In this historical clip, one of my favourites from 2009, Labour MP Hazel Blears answers a news reader’s question about her expense claims and the avoidance of tax on one of her houses. You often see politicians on TV evading questions, skirting around the issue, and presenting themselves and their beliefs, rather than answers to any specifics. Bill Clinton and Tony Blair were masters of any inquisition. Hazel Blears?…not so good!

Blears, in this car crash of an interview, which surely must be a low-point of her career, stumbles from stuttering too-fast speech to failing to answer the question, to coming across like she’s on the point not of telling the truth, but simply fleeing the scene. If you’ve any ambition to be a public speaker, or for whatever reason, a politician, having a nice clear voice and a rehearsed mantra is not good enough.
Firstly, and if you’re already a politician and you’ve never considered media training before, the golden rule is keep calm, and keep the appearance of calm. No one will listen if you, as old Hazel blatantly seems to be here, are wavering, appear to be lost, or look like you’re searching for the nearest open window. Even if you’re nervous, which is perfectly normal and a good source of energy, take your time and keep level-headed. Better to take a few pauses than try and extrapolate all your words at once.

Secondly, there is a difference between evading oncoming questions, and ignoring them. Ignoring accusatory questions achieves one thing- it makes you look like you have something to hide. Evasion of questions is when you appear to answer the question, but in fact you answer a slightly different question, or word your answer in a vague enough way to give some sustenance to the listener without revealing too much. A good tactic here is to never challenge the assumptions behind a question unless they become overt, or it serves you to answer them. What dear old Hazel is doing is that over used tactic of feeling peoples pain and saying how important her constituents are and that she understands their anger. All well and good if you felt that she was being sincere but these seem like pre-rehearsed lines. A proper Mea culpa would be better.
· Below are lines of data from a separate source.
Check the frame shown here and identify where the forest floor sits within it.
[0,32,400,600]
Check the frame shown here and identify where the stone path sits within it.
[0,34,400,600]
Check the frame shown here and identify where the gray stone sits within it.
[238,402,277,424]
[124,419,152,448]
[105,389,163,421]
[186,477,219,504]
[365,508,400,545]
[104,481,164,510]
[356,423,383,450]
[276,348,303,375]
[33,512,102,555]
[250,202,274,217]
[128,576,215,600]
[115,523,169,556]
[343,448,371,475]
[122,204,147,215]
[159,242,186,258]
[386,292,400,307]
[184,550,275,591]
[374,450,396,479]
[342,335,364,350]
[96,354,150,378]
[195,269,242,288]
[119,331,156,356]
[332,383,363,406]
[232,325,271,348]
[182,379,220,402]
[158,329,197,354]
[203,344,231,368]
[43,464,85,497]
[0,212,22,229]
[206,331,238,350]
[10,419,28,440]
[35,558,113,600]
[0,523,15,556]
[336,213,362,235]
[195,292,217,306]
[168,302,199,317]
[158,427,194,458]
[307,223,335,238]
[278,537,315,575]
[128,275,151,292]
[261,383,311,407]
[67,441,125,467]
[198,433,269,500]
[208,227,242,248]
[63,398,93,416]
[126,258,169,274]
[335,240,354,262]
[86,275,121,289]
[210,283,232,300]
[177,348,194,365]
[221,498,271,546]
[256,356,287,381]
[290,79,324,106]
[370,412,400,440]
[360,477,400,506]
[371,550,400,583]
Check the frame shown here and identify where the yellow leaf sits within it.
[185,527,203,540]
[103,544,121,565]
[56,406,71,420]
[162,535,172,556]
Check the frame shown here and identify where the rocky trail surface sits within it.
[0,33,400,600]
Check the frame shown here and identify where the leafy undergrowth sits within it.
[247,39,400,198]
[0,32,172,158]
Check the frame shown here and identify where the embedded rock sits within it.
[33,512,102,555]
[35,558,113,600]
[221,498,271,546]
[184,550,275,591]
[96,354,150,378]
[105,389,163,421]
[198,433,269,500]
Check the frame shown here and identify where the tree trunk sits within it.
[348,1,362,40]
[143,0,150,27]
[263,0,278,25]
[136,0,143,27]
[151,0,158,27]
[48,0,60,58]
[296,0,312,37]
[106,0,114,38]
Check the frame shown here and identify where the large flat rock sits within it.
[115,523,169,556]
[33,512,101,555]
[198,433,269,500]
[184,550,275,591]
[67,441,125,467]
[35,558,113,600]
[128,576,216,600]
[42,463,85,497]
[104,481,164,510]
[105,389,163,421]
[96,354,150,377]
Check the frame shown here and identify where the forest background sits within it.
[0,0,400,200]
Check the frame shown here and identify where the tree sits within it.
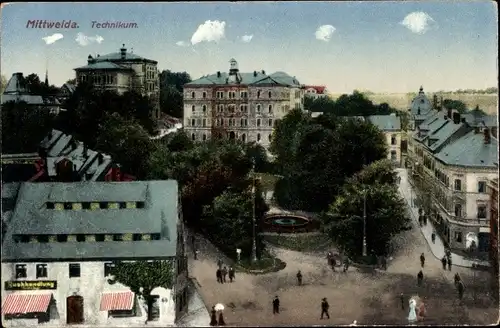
[2,101,53,154]
[160,70,191,118]
[443,99,467,114]
[0,75,9,94]
[111,260,175,321]
[322,163,410,256]
[94,113,154,179]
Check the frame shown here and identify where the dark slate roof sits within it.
[185,72,300,88]
[368,115,401,131]
[2,180,179,261]
[75,61,132,71]
[436,131,498,168]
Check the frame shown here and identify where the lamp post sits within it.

And lastly, my final piece of advice to anyone out there wishing to pursue a political career. If you don’t want to face the sort of boiling Hazel Blears got, think about the ramifications your actions may have in the first place and try to frame these actions with the phrase “If I get interviewed about this on national TV, will I damage my reputation?”. This is a good tactic for anyone; politician or businessman

The best example of a politician taking full responsibility for her short comings was Estelle Morris resigning as Education secretary saying that she didn’t feel she was up to the job! How refreshing.